Re: Searchable Indexes: LISTEN NOW!
Tim Berners-Lee <timbl@www3.cern.ch>
Resent-Message-Id: <9307011711.AA29832@dxmint.cern.ch>
Resent-Date: Thu, 01 Jul 93 12:55:46 EDT
Resent-From: Richard W Wiggins <WIGGINS@msu.edu>
Resent-To: www-talk@nxoc01.cern.ch
Date: Thu, 1 Jul 93 11:38:34 +0200
From: Tim Berners-Lee <timbl@www3.cern.ch>
Message-id: <9307010938.AA05487@www3.cern.ch>
To: Nathan Torkington <Nathan.Torkington@vuw.ac.nz>
Subject: Re: Searchable Indexes: LISTEN NOW!
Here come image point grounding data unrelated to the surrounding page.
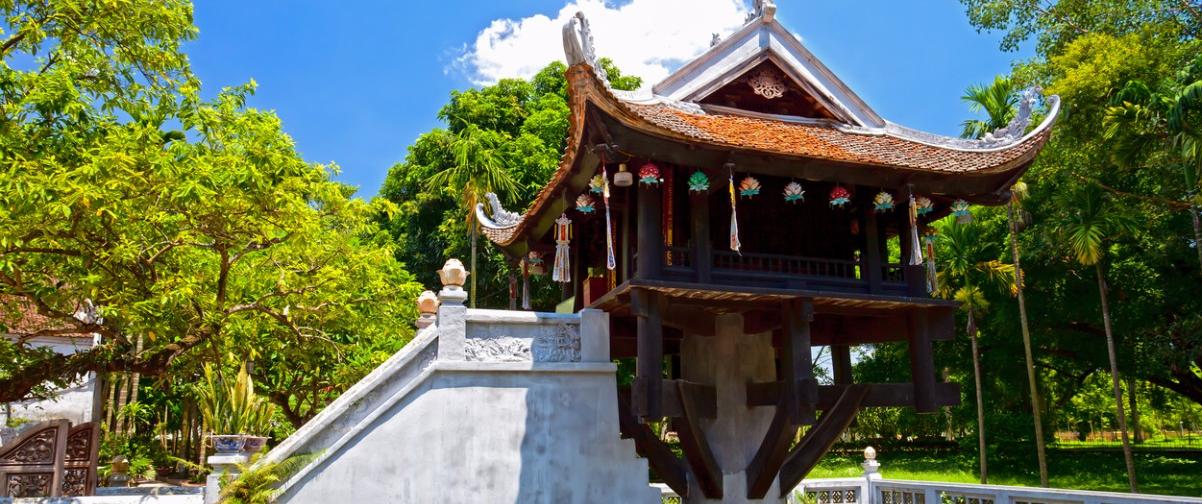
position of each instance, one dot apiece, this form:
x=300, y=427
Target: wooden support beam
x=647, y=393
x=840, y=363
x=819, y=439
x=772, y=454
x=648, y=445
x=872, y=255
x=650, y=232
x=698, y=226
x=879, y=395
x=692, y=440
x=801, y=389
x=922, y=362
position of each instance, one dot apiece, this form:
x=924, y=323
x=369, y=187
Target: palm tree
x=476, y=171
x=1141, y=118
x=999, y=102
x=1089, y=221
x=969, y=267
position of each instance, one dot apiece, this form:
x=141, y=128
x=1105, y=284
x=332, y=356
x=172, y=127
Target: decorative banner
x=962, y=212
x=610, y=261
x=749, y=187
x=793, y=193
x=932, y=273
x=735, y=221
x=584, y=203
x=915, y=250
x=597, y=183
x=924, y=206
x=882, y=202
x=839, y=196
x=649, y=175
x=698, y=182
x=561, y=271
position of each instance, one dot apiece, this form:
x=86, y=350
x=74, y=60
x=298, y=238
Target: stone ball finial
x=427, y=303
x=453, y=274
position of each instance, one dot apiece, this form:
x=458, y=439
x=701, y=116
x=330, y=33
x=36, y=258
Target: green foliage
x=231, y=407
x=257, y=479
x=506, y=137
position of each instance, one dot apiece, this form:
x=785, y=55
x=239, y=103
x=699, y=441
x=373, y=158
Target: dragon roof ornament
x=501, y=218
x=578, y=46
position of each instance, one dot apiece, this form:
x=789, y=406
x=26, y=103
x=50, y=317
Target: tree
x=999, y=102
x=132, y=209
x=969, y=267
x=1087, y=225
x=476, y=171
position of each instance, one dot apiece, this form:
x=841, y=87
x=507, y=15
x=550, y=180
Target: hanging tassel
x=735, y=221
x=611, y=262
x=563, y=268
x=915, y=250
x=932, y=272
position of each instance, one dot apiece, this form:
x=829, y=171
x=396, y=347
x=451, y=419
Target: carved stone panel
x=524, y=343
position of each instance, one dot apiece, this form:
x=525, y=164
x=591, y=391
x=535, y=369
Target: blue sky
x=356, y=82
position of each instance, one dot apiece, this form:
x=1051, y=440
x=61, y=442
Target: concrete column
x=594, y=336
x=729, y=361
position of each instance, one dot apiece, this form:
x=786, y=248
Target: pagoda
x=741, y=212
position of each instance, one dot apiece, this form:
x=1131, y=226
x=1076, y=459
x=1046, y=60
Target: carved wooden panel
x=31, y=464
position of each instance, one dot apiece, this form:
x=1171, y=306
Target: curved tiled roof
x=891, y=147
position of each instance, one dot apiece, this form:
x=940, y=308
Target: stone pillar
x=452, y=312
x=730, y=361
x=222, y=464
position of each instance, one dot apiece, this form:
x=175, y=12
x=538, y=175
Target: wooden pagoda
x=730, y=140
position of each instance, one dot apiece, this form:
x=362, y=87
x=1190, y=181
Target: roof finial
x=762, y=9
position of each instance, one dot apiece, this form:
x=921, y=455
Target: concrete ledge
x=524, y=367
x=515, y=316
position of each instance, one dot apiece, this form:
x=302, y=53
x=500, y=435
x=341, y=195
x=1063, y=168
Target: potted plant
x=238, y=420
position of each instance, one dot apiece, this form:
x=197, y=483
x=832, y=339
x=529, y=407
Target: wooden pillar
x=840, y=362
x=922, y=362
x=698, y=224
x=647, y=395
x=873, y=262
x=650, y=232
x=799, y=387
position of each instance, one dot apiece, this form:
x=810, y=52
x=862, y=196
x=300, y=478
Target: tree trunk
x=1114, y=379
x=472, y=274
x=1027, y=348
x=1197, y=233
x=130, y=424
x=109, y=405
x=1132, y=402
x=976, y=377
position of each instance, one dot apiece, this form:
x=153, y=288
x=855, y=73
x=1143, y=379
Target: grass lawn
x=1156, y=473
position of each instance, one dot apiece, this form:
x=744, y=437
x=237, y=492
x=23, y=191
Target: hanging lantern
x=793, y=193
x=924, y=206
x=561, y=271
x=839, y=196
x=698, y=182
x=649, y=175
x=962, y=212
x=749, y=187
x=882, y=202
x=534, y=259
x=584, y=203
x=623, y=178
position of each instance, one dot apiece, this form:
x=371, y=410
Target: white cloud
x=643, y=37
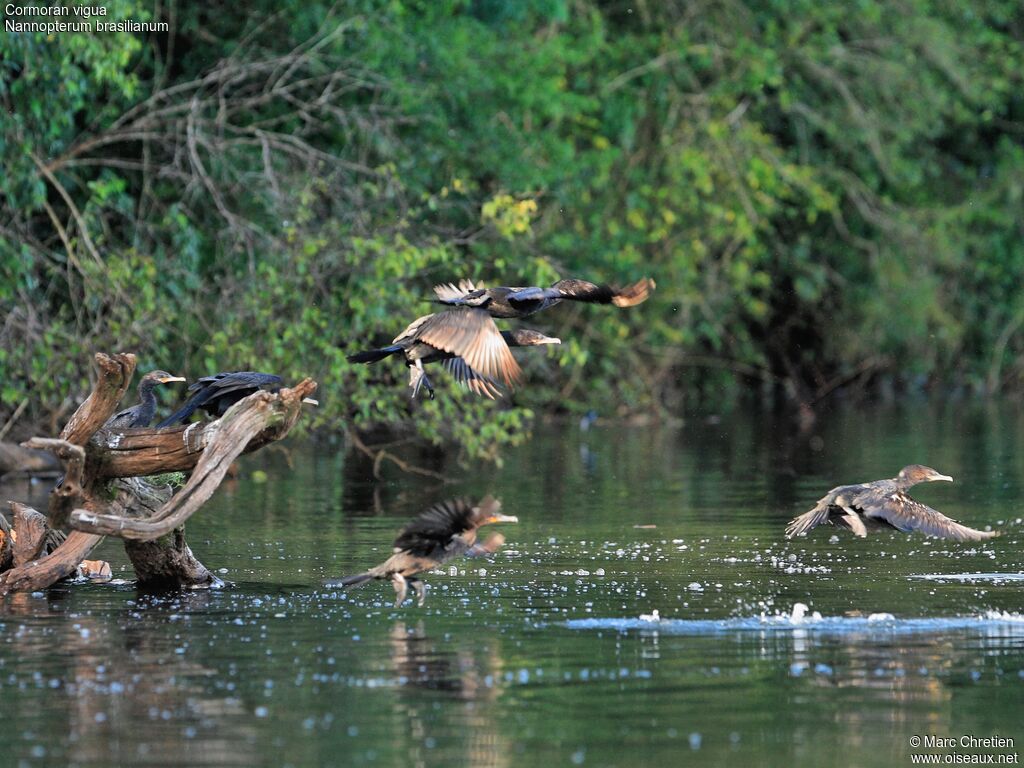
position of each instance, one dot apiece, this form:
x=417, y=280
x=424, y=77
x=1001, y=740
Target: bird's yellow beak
x=501, y=518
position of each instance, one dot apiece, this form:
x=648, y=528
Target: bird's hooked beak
x=498, y=517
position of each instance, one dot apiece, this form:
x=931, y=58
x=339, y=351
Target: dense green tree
x=825, y=194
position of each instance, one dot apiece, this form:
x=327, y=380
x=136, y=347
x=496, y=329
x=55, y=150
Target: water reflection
x=120, y=687
x=274, y=671
x=465, y=674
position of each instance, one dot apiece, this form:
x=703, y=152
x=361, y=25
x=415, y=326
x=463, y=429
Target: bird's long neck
x=147, y=400
x=903, y=484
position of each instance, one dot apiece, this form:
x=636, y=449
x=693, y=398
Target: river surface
x=551, y=652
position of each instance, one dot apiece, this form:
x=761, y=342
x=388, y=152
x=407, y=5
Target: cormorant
x=520, y=302
x=217, y=393
x=141, y=415
x=445, y=530
x=469, y=343
x=885, y=504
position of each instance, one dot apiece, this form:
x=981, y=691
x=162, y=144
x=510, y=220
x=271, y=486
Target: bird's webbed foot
x=420, y=588
x=398, y=581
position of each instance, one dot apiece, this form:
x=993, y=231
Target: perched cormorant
x=445, y=530
x=469, y=343
x=885, y=504
x=520, y=302
x=215, y=394
x=141, y=415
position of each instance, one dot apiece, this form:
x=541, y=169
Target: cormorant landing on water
x=141, y=415
x=445, y=530
x=885, y=504
x=520, y=302
x=470, y=345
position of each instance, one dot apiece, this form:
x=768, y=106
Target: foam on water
x=1001, y=623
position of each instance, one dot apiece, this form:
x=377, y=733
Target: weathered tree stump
x=109, y=486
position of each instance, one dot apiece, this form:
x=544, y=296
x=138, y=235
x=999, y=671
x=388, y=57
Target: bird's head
x=524, y=337
x=162, y=377
x=488, y=511
x=915, y=473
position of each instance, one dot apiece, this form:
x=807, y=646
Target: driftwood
x=107, y=491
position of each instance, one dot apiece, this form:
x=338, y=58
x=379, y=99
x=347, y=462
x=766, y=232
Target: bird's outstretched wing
x=809, y=520
x=232, y=381
x=581, y=290
x=905, y=514
x=431, y=532
x=413, y=328
x=466, y=376
x=472, y=335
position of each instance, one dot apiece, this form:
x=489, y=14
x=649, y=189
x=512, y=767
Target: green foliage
x=819, y=192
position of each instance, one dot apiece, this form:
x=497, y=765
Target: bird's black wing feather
x=431, y=532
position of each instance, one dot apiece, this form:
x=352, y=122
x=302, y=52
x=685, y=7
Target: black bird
x=217, y=393
x=521, y=302
x=885, y=504
x=469, y=343
x=445, y=530
x=141, y=415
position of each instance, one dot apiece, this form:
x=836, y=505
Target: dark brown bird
x=521, y=302
x=141, y=415
x=215, y=394
x=885, y=504
x=468, y=342
x=444, y=531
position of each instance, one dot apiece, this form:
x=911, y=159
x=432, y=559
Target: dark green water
x=538, y=656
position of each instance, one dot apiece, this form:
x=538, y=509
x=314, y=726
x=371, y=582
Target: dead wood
x=69, y=491
x=260, y=418
x=6, y=546
x=50, y=568
x=30, y=532
x=107, y=492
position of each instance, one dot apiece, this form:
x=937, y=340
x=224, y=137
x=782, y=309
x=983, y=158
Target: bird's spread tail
x=352, y=581
x=372, y=355
x=635, y=294
x=808, y=520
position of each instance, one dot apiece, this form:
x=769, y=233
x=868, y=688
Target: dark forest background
x=828, y=196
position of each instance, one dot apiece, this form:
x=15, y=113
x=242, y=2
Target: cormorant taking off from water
x=141, y=415
x=217, y=393
x=469, y=343
x=445, y=530
x=885, y=504
x=520, y=302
Cc: www-talk@nxoc01.cern.ch
Status: RO
Perhaps not surprisingly, a lot of this discussion is reminiscent of
discussions that have taken place in the Gopher community. The existence
of global indexes like Veronica seems to be one of the few remaining
advantages of Gopher over WWW; providing global WWW indexes will be a
big step forward.
Besides Veronica, folks in Gopherspace have experimented with tools that
walk servers of interest and pull up new or changed titles. Folks who
run servers don't like to see automated widgets walking their entire
directory tree daily. So if you're going to invent a catalog structure,
you might also devise a format for a catalog of recent updates. (Yes, a
searcher could scan the overall catalog to accomplish this, but nicer to
spend the CPU once.)
Of course you want to be able to tell people to not index your Web, but
you might also want to be able to stop the indexing at a certain level.
The Gopher title index tool written by my colleague Dennis Boone allows
"stops" anywhere within the hierarchy; e.g. we don't want to index
Usenet News titles. I'm not sure how this idea would map to the Web, but
it's worth considering.
Conversely, it'd be nice to be able to advertise a particular document
as a logical starting point within one's server. For instance the root
page of your online multimedia version of Moby Dick would be a better
thing to have in a global index index than all 1000 pages within that
title.
In Veronica, it's possible to search for folders only. This narrows
searches considerably. Again, not sure how well this maps to the Web,
but it is a very useful feature. It'd also be nice to have an
automatically maintained list of all known home pages.
Will the catalog include document titles along with URLs? A major
disadvantage of Gopher indexes is that the document names are yanked out
of context, so you often don't know what an item named for instance
"Jobs Posting" means -- where it came from or what the context is. With
fully-specified URLs and with the titles, a global Web index would not
have this problem.
/Rich Wiggins, Gopher Coordinator, Michigan State U
----------------------------Original message----------------------------
Summarizing, we need
1. A standard URL like http:/Catalogue.html
2. A convention for saying "no" which could be just an existing but void
file.
3. A standard format for the file.
4. A PD program distributed with the server to generate the file so that
many people will do it weekly.
...